Precisamos também ser honestos sobre as falhas do liberalismo moderno, reconhecendo que, em algumas áreas, ele deixou de atender às expectativas das pessoas comuns. Há, de fato, uma desconexão crescente entre as elites liberais e a população em geral, especialmente nas democracias ocidentais. A insatisfação com a política liberal não pode ser simplesmente descartada como irracional ou resultado de manipulação por líderes populistas; ela reflete um mal-estar genuíno, um sentimento de que os benefícios prometidos — liberdade, igualdade e prosperidade — não foram igualmente distribuídos.
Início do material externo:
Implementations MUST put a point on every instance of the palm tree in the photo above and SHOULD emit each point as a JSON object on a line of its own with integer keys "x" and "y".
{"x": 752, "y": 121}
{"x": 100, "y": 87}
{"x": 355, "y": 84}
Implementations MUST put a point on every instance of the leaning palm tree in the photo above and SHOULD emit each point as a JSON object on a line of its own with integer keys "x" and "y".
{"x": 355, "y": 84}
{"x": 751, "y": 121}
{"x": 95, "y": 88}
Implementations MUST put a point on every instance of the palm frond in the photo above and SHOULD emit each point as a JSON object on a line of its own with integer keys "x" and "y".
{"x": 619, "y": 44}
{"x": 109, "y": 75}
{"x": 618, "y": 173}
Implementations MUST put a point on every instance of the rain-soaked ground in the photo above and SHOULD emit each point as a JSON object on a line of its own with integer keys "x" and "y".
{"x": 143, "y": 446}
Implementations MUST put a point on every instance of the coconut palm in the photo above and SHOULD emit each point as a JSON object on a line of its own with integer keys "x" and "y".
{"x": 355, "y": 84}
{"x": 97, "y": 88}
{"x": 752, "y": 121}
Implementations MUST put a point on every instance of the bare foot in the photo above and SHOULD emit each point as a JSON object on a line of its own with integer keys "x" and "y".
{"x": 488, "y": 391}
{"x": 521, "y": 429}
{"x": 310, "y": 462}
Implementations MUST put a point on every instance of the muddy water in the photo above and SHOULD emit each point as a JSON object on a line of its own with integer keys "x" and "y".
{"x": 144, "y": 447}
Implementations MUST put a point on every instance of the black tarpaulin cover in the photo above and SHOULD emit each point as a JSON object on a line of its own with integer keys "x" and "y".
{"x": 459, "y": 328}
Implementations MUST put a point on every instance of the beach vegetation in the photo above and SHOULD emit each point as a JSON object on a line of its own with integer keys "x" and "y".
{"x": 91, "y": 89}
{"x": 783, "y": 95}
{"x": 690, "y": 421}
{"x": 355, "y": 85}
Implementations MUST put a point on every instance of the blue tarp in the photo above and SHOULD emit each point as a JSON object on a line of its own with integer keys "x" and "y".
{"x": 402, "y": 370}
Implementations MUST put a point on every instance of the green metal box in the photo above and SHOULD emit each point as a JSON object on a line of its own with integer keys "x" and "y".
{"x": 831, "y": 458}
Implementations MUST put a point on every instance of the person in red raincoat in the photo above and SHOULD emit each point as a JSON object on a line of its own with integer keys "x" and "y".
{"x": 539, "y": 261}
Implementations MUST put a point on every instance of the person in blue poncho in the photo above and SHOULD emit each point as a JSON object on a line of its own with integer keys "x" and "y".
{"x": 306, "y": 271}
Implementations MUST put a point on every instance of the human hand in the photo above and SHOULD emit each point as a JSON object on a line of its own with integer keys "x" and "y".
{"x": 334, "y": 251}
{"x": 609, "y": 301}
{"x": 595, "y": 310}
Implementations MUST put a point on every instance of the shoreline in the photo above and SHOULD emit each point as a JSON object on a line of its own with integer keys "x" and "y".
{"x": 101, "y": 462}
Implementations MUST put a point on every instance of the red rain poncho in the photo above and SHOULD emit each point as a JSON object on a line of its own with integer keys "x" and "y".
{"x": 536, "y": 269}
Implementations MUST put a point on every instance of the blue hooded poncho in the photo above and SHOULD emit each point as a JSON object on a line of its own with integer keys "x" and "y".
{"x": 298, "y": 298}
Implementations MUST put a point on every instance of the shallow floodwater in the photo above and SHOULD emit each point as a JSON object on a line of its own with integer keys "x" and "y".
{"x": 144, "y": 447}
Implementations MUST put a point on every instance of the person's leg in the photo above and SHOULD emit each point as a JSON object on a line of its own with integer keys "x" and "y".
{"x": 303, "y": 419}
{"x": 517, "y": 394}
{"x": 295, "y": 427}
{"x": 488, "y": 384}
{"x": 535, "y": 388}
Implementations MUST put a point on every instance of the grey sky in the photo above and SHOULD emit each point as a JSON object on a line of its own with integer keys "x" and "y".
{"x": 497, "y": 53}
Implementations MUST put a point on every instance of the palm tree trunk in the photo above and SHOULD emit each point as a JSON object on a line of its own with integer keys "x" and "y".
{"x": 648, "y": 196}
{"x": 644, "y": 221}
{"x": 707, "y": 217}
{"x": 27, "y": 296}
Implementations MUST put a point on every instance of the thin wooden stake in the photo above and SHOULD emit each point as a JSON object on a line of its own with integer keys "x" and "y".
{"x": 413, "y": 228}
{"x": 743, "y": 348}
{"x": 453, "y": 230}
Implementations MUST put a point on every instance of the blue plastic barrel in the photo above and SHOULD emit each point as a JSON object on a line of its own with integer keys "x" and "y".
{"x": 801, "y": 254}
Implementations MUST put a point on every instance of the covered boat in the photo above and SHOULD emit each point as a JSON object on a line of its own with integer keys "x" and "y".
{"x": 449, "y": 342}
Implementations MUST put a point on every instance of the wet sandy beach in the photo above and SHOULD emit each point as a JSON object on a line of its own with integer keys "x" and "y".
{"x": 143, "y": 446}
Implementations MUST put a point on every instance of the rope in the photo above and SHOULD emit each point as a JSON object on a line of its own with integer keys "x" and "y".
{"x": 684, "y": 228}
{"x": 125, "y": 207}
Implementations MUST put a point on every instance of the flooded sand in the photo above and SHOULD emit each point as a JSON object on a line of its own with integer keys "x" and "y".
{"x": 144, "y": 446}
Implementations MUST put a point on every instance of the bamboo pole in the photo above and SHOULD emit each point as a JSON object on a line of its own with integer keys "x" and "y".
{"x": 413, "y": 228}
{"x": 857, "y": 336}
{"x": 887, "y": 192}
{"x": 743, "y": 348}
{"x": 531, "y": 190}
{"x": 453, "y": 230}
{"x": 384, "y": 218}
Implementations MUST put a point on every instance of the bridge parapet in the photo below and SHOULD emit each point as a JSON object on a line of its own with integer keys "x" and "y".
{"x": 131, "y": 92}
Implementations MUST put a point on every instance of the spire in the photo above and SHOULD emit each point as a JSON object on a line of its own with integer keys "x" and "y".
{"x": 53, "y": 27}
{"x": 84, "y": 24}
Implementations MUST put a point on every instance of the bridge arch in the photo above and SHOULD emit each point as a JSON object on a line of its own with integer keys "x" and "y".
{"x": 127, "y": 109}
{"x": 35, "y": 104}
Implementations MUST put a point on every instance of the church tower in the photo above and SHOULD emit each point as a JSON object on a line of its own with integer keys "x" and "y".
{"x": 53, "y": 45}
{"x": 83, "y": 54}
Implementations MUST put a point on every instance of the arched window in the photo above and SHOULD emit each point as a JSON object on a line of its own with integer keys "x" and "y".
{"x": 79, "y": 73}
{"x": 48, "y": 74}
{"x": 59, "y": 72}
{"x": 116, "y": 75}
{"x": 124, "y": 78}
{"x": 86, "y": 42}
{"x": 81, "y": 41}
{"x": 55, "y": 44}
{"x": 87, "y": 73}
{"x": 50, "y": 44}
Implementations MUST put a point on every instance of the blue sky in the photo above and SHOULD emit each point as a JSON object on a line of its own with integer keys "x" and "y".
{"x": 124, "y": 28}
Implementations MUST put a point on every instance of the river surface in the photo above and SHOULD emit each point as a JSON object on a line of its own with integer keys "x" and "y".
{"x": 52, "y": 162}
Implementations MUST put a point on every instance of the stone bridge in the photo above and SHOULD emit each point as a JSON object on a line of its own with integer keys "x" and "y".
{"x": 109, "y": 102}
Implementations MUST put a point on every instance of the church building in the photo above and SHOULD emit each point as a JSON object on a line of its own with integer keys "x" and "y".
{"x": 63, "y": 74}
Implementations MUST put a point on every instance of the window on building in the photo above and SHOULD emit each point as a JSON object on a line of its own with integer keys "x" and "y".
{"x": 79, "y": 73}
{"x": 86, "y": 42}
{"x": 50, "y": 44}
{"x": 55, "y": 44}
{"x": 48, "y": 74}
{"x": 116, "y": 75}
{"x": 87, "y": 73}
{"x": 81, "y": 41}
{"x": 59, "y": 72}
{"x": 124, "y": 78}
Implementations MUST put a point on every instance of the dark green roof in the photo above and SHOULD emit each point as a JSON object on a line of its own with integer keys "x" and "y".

Se o liberalismo deve sobreviver e prosperar, ele precisa se reconectar com as pessoas comuns e suas preocupações cotidianas. Ele precisa oferecer soluções para os desafios da desigualdade econômica, da alienação social e da crise climática. E, talvez mais importante, ele precisa demonstrar que ainda tem algo significativo a dizer sobre como viver uma vida boa e plena, em uma sociedade que valoriza tanto a liberdade individual quanto o bem comum.
O caminho à frente para o liberalismo não será fácil. Mas os liberais nunca se destacaram em previsões fáceis ou em soluções rápidas. O liberalismo, em seu melhor, é uma doutrina de paciência e de construção incremental. Ele reconhece que o progresso moral e político é gradual e difícil, e que os erros são inevitáveis ao longo do caminho. No entanto, ele também sustenta que, através da razão, do debate e da busca coletiva pela verdade, podemos nos aproximar de uma sociedade mais justa, mais livre e mais próspera.
Portanto, enquanto olhamos para um mundo cada vez mais polarizado, é hora de os liberais renovarem seu compromisso com seus valores fundamentais e com sua crença no poder da liberdade, da razão e do pluralismo. E, acima de tudo, é hora de recuperar a coragem moral de defender esses valores contra aqueles que, em nome de soluções rápidas ou absolutistas, estariam dispostos a sacrificá-los.
O liberalismo ainda tem uma grande história para contar. Mas cabe a nós, liberais, garantir que essa história continue a ser contada — e vivida — por muitos anos ainda.